Dalam laporan yang dirilis hari ini oleh Departemen Tenaga Kerja AS, sebanyak 165.000 catatan payroll yang dikumpulkan sepanjang April. Tidak sampai disitu, tingkat pengangguran pun turun menjadi 7,5 persen, tingkat pengangguran terendah di AS sejak Desember 2008, Departemen Tenaga Kerja pada hari Jumat mengatakan. Angka positif ini, yang disambut dengan suka cita oleh para pelaku pasar, terutama di Wall Street, meruntuhkan ekspektasi para ekonom yang hanya memperkirakan penambahan sebanyak 145.000 pekerjaan dan tingkat pengangguran diperkirakan bertahan di angka 7,6 persen.

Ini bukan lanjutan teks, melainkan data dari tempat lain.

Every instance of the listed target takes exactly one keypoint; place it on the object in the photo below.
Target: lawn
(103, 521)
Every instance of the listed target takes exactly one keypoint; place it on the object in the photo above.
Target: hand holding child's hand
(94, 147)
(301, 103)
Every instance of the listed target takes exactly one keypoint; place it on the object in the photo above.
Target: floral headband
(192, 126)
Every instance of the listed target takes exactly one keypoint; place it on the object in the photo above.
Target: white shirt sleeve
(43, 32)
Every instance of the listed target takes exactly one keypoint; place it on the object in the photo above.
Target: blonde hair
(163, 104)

Juga patut disambut baik, angka payroll yang telah dirilis pada bulan Februari dan Maret juga mengalami revisi kenaikan dengan rata-rata bersih 114.000. Payroll pada bulan Maret naik menjadi 138.000, jauh lebih baik daripada yang dilaporkan sebelumnya yakni 88.000 pekerjaan, dan pertumbuhan lapangan kerja untuk Februari bertambah sebanyak 64.000 lapangan kerja menjadi 332.000, kenaikan terbesar sejak Mei 2010. Meskipun demikian, kenaikan di bulan lalu ini masih jauh di bawah 206.000 pekerjaan rata-rata per bulan di kuartal pertama, ini menjadi bukti terbaru kondisi perekonomian yang relatif stagnan, bahkan jika tidaklah secepat yang dikhawatirkan sebelumnya.

Laporan ini juga masih menunjukka sejumlah tanda-tanda momentum ekonomi yang melambat akibat hantaman kenaikan pajak yang dan pemotongan belanja pemerintah federal sebesar $85 miliar.

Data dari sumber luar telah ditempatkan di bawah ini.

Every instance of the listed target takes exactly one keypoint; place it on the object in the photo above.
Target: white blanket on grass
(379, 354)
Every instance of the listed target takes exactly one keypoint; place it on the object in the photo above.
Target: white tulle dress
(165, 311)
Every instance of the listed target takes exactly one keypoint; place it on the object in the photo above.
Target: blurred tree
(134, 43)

Pada sektor konstruksi terjadi penurunan angkatan kerja yang untuk pertama kalinya sejak Mei tahun lalu demikian juga pada sektor manufaktur yang mencatat payroll yang datar. Panjang masa kerja pekan kerja rata-rata dalam sepekan turun dari level tertinggi sembilan bulan dan indeks upaya kerja secara keseluruhan menurun.

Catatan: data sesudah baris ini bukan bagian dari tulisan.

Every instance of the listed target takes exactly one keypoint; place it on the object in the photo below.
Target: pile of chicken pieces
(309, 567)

Penurunan 0,1 persentase poin tingkat pengangguran mencerminkan peningkatan lapangan pekerjaan, dibandingkan orang yang kelaur dari angkatan kerja. Makin banyak orang Amerika memasuki dunia kerja dibandingkan pada bulan lainnya sejak Oktober. tingkat partisipasi angkatan kerja - pangsa usia kerja warga Amerika yang memiliki pekerjaan atau sedang mencari kerja atau dengan kata lain usia produktif - stabil pada posisi terendah 34 tahun yakni 63,3 persen.

Sektor swasta menyumbang kenaikan secara menyeluruh pada bulan lalu, sebanyak 176.000 lapangan kerja baru tercipta, dipimpin oleh rebound pekerjaan di sektor ritel, yang telah turun pada Maret silam, padahal selama delapan bulan berturut-turut sebelumnya mencatat kenaikan. Payrolls ritel naik 29.300.

Sementara sektor pemerintah mengurangi sebanyak 11.000 lapangan kerja setelah pada bulan sebelumnya memangkas 16.000 lapangan kerja. Sebagian besar kehilangan pekerjaan bulan lalu berasal dari pemerintah federal, dengan penurunan besar di Kantor Pos AS, akibat perampingan.

Data lainnya juga menunjukkan, rata-rata penghasilan per jam mencatat kenaikan 0,2 persen, meskipun jam kerja merosot menjadi 34,4 jam dari 34,6 jam. Penurunan jam kerja ini, yang oleh ekonom anggap karena cuti di instansi pemerintah, akan menghambat pertumbuhan pendapatan. Selama 12 bulan terakhir, rata-rata penghasilan per jam naik moderat 1,9 persen.